An "enormous breakthrough" in the search for the Higgs boson 'God' particle, scientists have said.
Published in the journal Nature Physics, researchers said they have further evidence to confirm the particle discovered by Cern in 2012 is the elusive Higgs boson.
The international team of scientists led by MIT found that the bosons decay in the same way as predicted by the Standard Model of particle physics – the study showed that bosons decay to fermions, a group of particles including all leptons and quarks.
Scientists announced they had discovered what they thought was the Higgs boson particle in 2012 following experiments at Cern, the European Organisation for Nuclear Research.

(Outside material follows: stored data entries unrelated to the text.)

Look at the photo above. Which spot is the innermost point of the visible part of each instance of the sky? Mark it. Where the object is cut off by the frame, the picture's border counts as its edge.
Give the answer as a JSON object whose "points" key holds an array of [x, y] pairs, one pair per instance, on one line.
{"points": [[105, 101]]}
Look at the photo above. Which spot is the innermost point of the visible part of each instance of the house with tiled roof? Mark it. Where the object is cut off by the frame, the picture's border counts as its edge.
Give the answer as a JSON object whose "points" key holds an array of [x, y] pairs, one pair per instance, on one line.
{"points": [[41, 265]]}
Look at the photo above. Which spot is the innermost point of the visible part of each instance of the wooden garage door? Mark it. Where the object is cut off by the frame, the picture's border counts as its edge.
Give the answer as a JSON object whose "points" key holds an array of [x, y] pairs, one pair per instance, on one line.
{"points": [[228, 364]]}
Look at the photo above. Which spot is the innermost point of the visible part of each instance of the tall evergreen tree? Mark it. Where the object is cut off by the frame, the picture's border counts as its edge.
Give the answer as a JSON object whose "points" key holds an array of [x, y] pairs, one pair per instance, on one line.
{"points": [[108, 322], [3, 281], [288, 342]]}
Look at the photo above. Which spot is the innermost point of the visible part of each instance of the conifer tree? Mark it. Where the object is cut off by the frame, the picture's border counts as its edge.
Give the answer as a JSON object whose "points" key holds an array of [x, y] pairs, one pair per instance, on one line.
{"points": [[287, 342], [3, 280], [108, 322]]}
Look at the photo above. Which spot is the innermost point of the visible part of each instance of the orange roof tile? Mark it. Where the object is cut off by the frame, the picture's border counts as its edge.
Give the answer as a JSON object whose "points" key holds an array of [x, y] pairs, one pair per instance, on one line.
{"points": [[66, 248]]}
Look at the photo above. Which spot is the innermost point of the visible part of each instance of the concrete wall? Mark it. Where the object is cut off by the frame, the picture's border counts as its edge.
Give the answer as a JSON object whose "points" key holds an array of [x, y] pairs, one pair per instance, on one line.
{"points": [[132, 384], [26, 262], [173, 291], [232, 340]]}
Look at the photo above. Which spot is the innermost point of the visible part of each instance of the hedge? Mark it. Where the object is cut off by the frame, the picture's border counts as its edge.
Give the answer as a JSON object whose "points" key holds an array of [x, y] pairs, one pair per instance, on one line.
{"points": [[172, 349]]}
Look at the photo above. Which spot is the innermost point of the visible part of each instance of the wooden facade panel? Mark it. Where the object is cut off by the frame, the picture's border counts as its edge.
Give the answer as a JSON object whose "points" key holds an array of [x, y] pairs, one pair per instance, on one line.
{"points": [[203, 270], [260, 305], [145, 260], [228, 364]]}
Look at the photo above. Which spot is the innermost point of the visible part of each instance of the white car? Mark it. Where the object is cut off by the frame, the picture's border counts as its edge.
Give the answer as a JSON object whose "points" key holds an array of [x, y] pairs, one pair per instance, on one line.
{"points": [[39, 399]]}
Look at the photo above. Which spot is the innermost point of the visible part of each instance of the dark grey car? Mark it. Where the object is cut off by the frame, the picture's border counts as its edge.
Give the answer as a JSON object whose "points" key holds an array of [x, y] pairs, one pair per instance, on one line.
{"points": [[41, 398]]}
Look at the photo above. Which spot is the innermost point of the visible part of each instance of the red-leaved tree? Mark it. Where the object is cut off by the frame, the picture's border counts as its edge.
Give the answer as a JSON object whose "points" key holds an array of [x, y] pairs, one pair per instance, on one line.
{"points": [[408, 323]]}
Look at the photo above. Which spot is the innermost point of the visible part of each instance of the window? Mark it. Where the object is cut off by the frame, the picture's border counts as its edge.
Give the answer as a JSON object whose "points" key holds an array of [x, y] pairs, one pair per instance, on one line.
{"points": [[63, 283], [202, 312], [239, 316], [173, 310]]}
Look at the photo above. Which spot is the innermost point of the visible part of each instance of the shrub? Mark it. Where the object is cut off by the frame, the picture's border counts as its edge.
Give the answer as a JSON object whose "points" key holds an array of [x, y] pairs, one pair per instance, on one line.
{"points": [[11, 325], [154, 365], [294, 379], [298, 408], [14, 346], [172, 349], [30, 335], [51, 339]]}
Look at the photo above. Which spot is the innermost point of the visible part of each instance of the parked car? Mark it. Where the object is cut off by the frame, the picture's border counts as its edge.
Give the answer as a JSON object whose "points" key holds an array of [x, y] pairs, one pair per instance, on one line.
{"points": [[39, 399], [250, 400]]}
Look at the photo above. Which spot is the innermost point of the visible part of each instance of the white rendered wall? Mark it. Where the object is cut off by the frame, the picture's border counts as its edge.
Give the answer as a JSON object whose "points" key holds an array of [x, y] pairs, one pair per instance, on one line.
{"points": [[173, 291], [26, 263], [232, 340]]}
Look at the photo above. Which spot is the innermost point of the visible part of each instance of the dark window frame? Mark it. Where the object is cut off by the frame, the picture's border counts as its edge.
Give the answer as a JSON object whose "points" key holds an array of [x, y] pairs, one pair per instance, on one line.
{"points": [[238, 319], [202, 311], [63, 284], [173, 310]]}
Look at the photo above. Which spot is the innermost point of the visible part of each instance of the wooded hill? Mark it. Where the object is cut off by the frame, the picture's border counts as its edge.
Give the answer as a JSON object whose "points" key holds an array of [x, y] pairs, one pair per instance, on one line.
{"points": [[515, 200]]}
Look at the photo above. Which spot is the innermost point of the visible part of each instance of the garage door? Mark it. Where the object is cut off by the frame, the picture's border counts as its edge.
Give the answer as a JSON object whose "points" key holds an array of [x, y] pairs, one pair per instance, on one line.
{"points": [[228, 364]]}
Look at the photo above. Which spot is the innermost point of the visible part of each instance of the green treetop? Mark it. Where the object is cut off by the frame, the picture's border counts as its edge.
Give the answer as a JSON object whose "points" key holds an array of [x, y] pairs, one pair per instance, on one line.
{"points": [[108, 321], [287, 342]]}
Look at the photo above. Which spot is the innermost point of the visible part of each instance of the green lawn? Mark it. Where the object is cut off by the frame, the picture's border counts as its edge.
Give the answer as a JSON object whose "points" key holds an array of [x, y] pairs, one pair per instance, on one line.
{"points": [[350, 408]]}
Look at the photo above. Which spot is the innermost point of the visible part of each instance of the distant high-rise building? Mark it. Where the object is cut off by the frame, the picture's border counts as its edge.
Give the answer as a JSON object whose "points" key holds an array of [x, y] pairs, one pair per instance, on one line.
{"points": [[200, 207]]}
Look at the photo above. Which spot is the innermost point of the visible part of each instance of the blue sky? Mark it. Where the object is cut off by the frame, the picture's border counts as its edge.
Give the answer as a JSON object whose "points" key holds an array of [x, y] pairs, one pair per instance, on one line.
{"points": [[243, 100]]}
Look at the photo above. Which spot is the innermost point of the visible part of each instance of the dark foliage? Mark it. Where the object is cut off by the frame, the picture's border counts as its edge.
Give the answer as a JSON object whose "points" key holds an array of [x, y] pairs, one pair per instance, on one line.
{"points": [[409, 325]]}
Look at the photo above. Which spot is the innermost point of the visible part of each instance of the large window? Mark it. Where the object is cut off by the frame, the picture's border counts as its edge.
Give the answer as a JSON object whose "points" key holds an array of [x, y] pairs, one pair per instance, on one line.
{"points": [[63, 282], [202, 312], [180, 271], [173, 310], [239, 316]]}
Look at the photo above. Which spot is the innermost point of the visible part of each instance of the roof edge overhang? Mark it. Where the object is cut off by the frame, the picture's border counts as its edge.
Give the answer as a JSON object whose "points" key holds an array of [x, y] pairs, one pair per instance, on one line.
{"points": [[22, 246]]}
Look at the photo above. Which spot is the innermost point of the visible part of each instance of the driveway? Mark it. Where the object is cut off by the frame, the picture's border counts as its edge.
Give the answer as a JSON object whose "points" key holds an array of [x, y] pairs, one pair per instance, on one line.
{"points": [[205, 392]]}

The researchers said they had observed a new particle, with preliminary findings showing the properties were consistent with those predicted for the Higgs boson. However, researchers said much more work was needed to confirm the discovery, including whether there was just one single Higgs or many different Higgs particles.
Study leader Markus Klute said: "What we are trying to do is establish whether this particle is really consistent with the Higgs boson, the particle we predict in our Standard Model, and not one of many Higgs bosons, or an imposter that looks like it but has a different origin."
Like the Higgs boson predicted in the Standard Model, the particles discovered have no spin and decay rapidly by splitting into pairs of photons. However, it was not clear if they could decay to fermion pairs – as predicted.
To work this out, the team fired protons at each other and used specialised detectors to find out which particles were produced. They were looking for tau leptons – particles that are about 3,500 times heavier than electrons – making decay easier to spot.
Findings showed decay to tau leptons, with authors saying there was just a one in 10,00 chance that the signal they saw would have appeared without Higgs particles.
"This is an enormous breakthrough," Klute said. "Now we know that particles like electrons get their mass by coupling to the Higgs field, which is really exciting."
"We have now established the main characteristics of this new particle, in its coupling to fermions and to bosons, and its spin-parity structure; all of these things are consistent with the Standard Model."
The team now plans to confirm their findings with greater confidence. "Within the current level of precision there is still room for other models with particles that look like the Standard Model Higgs, so we need to accumulate more data to figure out if there is a deviation. Although if we do find a deviation from the Standard Model, it is likely to be a very closely related one," Klute added.